Something similar happens in error Taylor series. As before, the constant term is the computation on the central point, and the error term coefficients are computed via derivatives, which is another way of saying they are based on linear approximations. Plus, error Taylor series also account for second-order error, so there's something similar to that last "new error term" step.

Now, one difference between error Taylor series and affine arithmetic is precisely in this handling of the second-order error. In short, an error Taylor series models the second-order error via the second derivative, which can over-approximate compared to exactly computing the maximum as affine arithmetic does. On the other hand, error Taylor series compute the second-order error at the end of the computation, which allows some cancellation of errors in opposite directions, while affine arithmetic does it per-operation, which is more pessimistic.

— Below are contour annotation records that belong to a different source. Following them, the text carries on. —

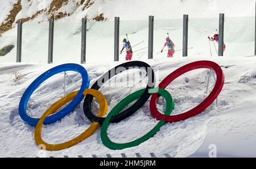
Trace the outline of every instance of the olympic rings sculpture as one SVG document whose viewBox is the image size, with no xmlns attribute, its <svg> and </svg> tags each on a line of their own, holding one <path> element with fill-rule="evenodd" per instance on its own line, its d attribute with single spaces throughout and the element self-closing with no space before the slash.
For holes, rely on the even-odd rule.
<svg viewBox="0 0 256 169">
<path fill-rule="evenodd" d="M 119 67 L 125 67 L 119 72 L 117 72 Z M 148 83 L 146 88 L 139 90 L 126 96 L 120 101 L 110 111 L 106 117 L 103 117 L 108 111 L 108 103 L 106 98 L 98 89 L 111 78 L 130 68 L 147 67 Z M 174 80 L 180 75 L 197 69 L 207 68 L 213 70 L 217 75 L 217 80 L 214 88 L 210 94 L 201 103 L 193 109 L 178 115 L 171 115 L 174 108 L 174 102 L 171 94 L 164 88 Z M 44 81 L 52 75 L 65 71 L 75 71 L 80 73 L 82 76 L 82 84 L 80 90 L 72 92 L 61 98 L 52 104 L 43 113 L 40 119 L 35 119 L 29 116 L 26 112 L 27 104 L 29 98 L 33 92 Z M 112 73 L 114 72 L 114 73 Z M 106 77 L 105 81 L 104 77 Z M 152 67 L 142 61 L 130 61 L 115 66 L 102 75 L 90 87 L 88 88 L 90 78 L 85 69 L 82 66 L 75 64 L 63 64 L 53 67 L 41 74 L 26 90 L 22 95 L 19 104 L 19 114 L 20 117 L 28 125 L 36 126 L 35 130 L 35 140 L 38 145 L 44 145 L 46 150 L 59 150 L 70 147 L 92 135 L 101 126 L 101 138 L 102 143 L 111 149 L 123 149 L 139 145 L 153 137 L 160 128 L 166 122 L 176 122 L 184 120 L 191 117 L 196 116 L 209 107 L 217 98 L 222 90 L 224 84 L 224 74 L 220 66 L 215 62 L 210 61 L 199 61 L 192 62 L 180 67 L 166 77 L 159 84 L 157 88 L 155 85 L 155 74 Z M 100 83 L 101 82 L 101 83 Z M 99 85 L 99 84 L 101 84 Z M 152 116 L 159 122 L 148 133 L 137 140 L 125 143 L 117 143 L 112 142 L 108 137 L 107 130 L 110 122 L 118 122 L 134 114 L 147 102 L 150 96 L 152 97 L 150 102 L 150 110 Z M 156 103 L 160 96 L 166 100 L 166 108 L 164 114 L 158 111 Z M 91 105 L 93 98 L 98 100 L 100 108 L 97 116 L 91 111 Z M 44 142 L 41 137 L 42 128 L 43 124 L 49 124 L 60 120 L 71 112 L 85 98 L 83 109 L 85 116 L 92 122 L 90 126 L 82 134 L 66 142 L 53 145 Z M 127 109 L 121 111 L 129 103 L 136 100 Z M 59 108 L 71 102 L 66 107 L 56 112 Z"/>
</svg>

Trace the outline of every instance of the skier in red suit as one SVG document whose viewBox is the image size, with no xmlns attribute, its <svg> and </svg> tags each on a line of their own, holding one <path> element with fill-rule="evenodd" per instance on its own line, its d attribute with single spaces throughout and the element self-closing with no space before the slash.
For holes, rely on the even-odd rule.
<svg viewBox="0 0 256 169">
<path fill-rule="evenodd" d="M 174 44 L 172 41 L 171 40 L 169 37 L 166 37 L 166 42 L 164 43 L 164 45 L 163 47 L 163 49 L 161 50 L 161 53 L 163 52 L 163 50 L 164 49 L 166 46 L 167 46 L 168 48 L 168 53 L 167 57 L 172 57 L 174 56 L 174 54 L 175 52 L 175 50 L 174 50 L 174 48 L 175 47 L 175 45 Z"/>
</svg>

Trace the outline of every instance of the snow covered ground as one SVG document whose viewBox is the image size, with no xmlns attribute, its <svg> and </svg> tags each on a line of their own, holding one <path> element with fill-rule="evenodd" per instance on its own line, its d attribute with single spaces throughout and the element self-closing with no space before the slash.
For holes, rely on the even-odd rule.
<svg viewBox="0 0 256 169">
<path fill-rule="evenodd" d="M 196 60 L 208 60 L 218 63 L 224 71 L 225 82 L 218 97 L 218 106 L 215 103 L 203 113 L 183 121 L 167 124 L 157 134 L 141 145 L 122 150 L 112 150 L 101 142 L 98 129 L 93 136 L 69 149 L 44 152 L 47 157 L 91 157 L 97 154 L 105 157 L 106 153 L 120 157 L 125 153 L 128 157 L 135 157 L 140 153 L 149 157 L 154 153 L 157 157 L 168 153 L 174 157 L 208 157 L 213 145 L 217 147 L 217 157 L 255 157 L 256 143 L 256 61 L 255 57 L 189 57 L 146 61 L 155 69 L 159 69 L 159 79 L 186 64 Z M 92 82 L 119 62 L 111 64 L 88 64 L 82 65 L 88 71 Z M 1 64 L 0 70 L 0 149 L 1 157 L 35 157 L 42 155 L 34 140 L 34 128 L 26 124 L 18 115 L 19 99 L 28 86 L 41 73 L 55 65 Z M 130 71 L 134 73 L 136 71 Z M 199 69 L 185 74 L 167 88 L 175 102 L 173 113 L 188 110 L 200 103 L 206 96 L 207 69 Z M 137 72 L 138 73 L 138 72 Z M 67 82 L 69 92 L 79 88 L 81 83 L 77 73 L 68 72 L 76 82 Z M 121 78 L 120 74 L 116 78 Z M 187 78 L 189 79 L 188 81 Z M 105 84 L 100 91 L 109 103 L 109 111 L 125 96 L 146 86 L 145 78 L 133 79 L 134 87 L 123 88 Z M 32 94 L 28 105 L 28 112 L 39 117 L 52 103 L 63 96 L 63 74 L 47 80 Z M 111 83 L 113 83 L 113 82 Z M 91 83 L 92 84 L 92 83 Z M 114 83 L 112 83 L 114 84 Z M 210 86 L 214 84 L 211 79 Z M 119 87 L 118 87 L 118 86 Z M 43 138 L 47 142 L 60 143 L 74 138 L 90 124 L 85 117 L 82 105 L 61 120 L 45 125 Z M 118 142 L 134 140 L 152 128 L 156 121 L 151 116 L 149 101 L 136 113 L 109 128 L 110 139 Z M 94 102 L 94 108 L 97 104 Z M 162 104 L 159 103 L 161 110 Z"/>
<path fill-rule="evenodd" d="M 8 3 L 15 1 L 2 1 L 0 21 L 10 10 Z M 26 5 L 17 15 L 16 20 L 30 16 L 35 11 L 49 5 L 49 1 L 39 1 L 39 4 Z M 74 1 L 75 2 L 75 1 Z M 96 1 L 91 8 L 81 11 L 78 9 L 71 16 L 55 22 L 53 64 L 46 64 L 48 50 L 48 23 L 46 16 L 40 14 L 34 20 L 23 25 L 22 63 L 15 63 L 16 47 L 7 55 L 0 57 L 0 157 L 91 157 L 97 154 L 105 157 L 121 157 L 125 153 L 134 157 L 135 153 L 149 157 L 154 153 L 157 157 L 168 153 L 173 157 L 208 157 L 212 149 L 216 148 L 217 156 L 256 157 L 256 60 L 254 55 L 255 1 L 148 1 L 131 0 L 129 4 L 121 1 Z M 242 1 L 244 2 L 244 1 Z M 69 4 L 69 3 L 68 3 Z M 59 11 L 70 11 L 71 5 Z M 114 4 L 114 6 L 113 5 Z M 216 4 L 220 4 L 218 7 Z M 130 7 L 132 10 L 127 10 Z M 156 9 L 157 7 L 158 10 Z M 36 9 L 38 7 L 38 9 Z M 161 9 L 161 10 L 159 10 Z M 196 9 L 196 10 L 195 10 Z M 27 10 L 29 12 L 26 13 Z M 125 11 L 126 12 L 123 12 Z M 169 14 L 170 11 L 171 13 Z M 148 15 L 155 16 L 154 59 L 147 60 L 147 49 L 134 54 L 133 60 L 141 60 L 158 69 L 159 81 L 180 66 L 197 60 L 212 60 L 218 63 L 224 71 L 225 82 L 215 103 L 203 113 L 183 121 L 164 125 L 158 133 L 141 145 L 122 150 L 106 148 L 100 139 L 100 129 L 80 143 L 69 149 L 57 151 L 39 150 L 34 140 L 34 128 L 26 125 L 18 114 L 21 96 L 29 84 L 40 74 L 59 64 L 80 62 L 80 19 L 88 15 L 93 18 L 100 13 L 109 19 L 107 22 L 88 23 L 86 64 L 83 64 L 89 72 L 91 84 L 101 75 L 115 65 L 125 61 L 125 54 L 120 61 L 113 62 L 114 16 L 121 17 L 120 42 L 128 33 L 132 45 L 143 43 L 134 50 L 147 47 Z M 224 12 L 225 43 L 226 49 L 224 57 L 217 57 L 211 43 L 213 56 L 210 56 L 208 35 L 216 33 L 218 28 L 218 13 Z M 182 48 L 182 15 L 189 14 L 188 57 L 182 57 L 182 52 L 176 51 L 174 57 L 166 58 L 166 52 L 162 49 L 169 32 L 176 49 Z M 3 16 L 3 17 L 2 17 Z M 253 16 L 253 17 L 252 17 Z M 0 48 L 6 45 L 16 45 L 16 27 L 0 37 Z M 217 46 L 216 46 L 217 47 Z M 119 48 L 121 48 L 120 44 Z M 129 71 L 129 74 L 137 73 Z M 198 105 L 207 96 L 205 94 L 208 70 L 197 70 L 187 73 L 170 84 L 167 90 L 175 102 L 172 113 L 187 111 Z M 76 83 L 68 81 L 67 92 L 79 88 L 81 77 L 78 73 L 68 72 Z M 120 74 L 116 78 L 121 79 Z M 189 82 L 188 82 L 188 78 Z M 146 77 L 131 79 L 135 86 L 124 90 L 121 83 L 108 84 L 101 88 L 109 104 L 109 112 L 120 100 L 131 92 L 146 86 Z M 46 81 L 32 94 L 28 104 L 28 113 L 40 117 L 46 109 L 64 95 L 64 75 L 59 74 Z M 142 83 L 142 85 L 140 85 Z M 214 84 L 211 79 L 211 88 Z M 110 139 L 118 142 L 134 140 L 152 129 L 156 121 L 151 116 L 149 100 L 136 113 L 117 124 L 112 124 L 108 133 Z M 94 112 L 97 104 L 93 102 Z M 43 138 L 50 143 L 60 143 L 74 138 L 90 124 L 80 106 L 69 115 L 55 124 L 45 125 Z M 159 103 L 159 109 L 162 104 Z"/>
</svg>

So there are differences in both directions, but I don't think they're super important, because generally speaking second-order error is just not very important, so much so that many applications of error Taylor series and affine arithmetic just ignore it.

So if error Taylor series and affine arithmetic are so similar, why do they get different results? I think the key question is about how you generalize either technique to multiple inputs. Typically each input to a computation will have a range of possible values. Affine arithmetic tools typically model this as an interval and propogate it through the computation via interval arithmetic. On the other hand, error Taylor series treat this symbolically and eventually use a stronger technique like global non-linear optimization. I suspect that this is the major difference: global non-linear optimization is just a much more powerful technique. In many cases, affine arithmetic tools use interval subdivision (breaking the input interval into many subintervals, and computing the worst error across them). If this subdivision were done via a branch-and-bound search, I expect they would basically get the same results global optimization tools like Gelpia.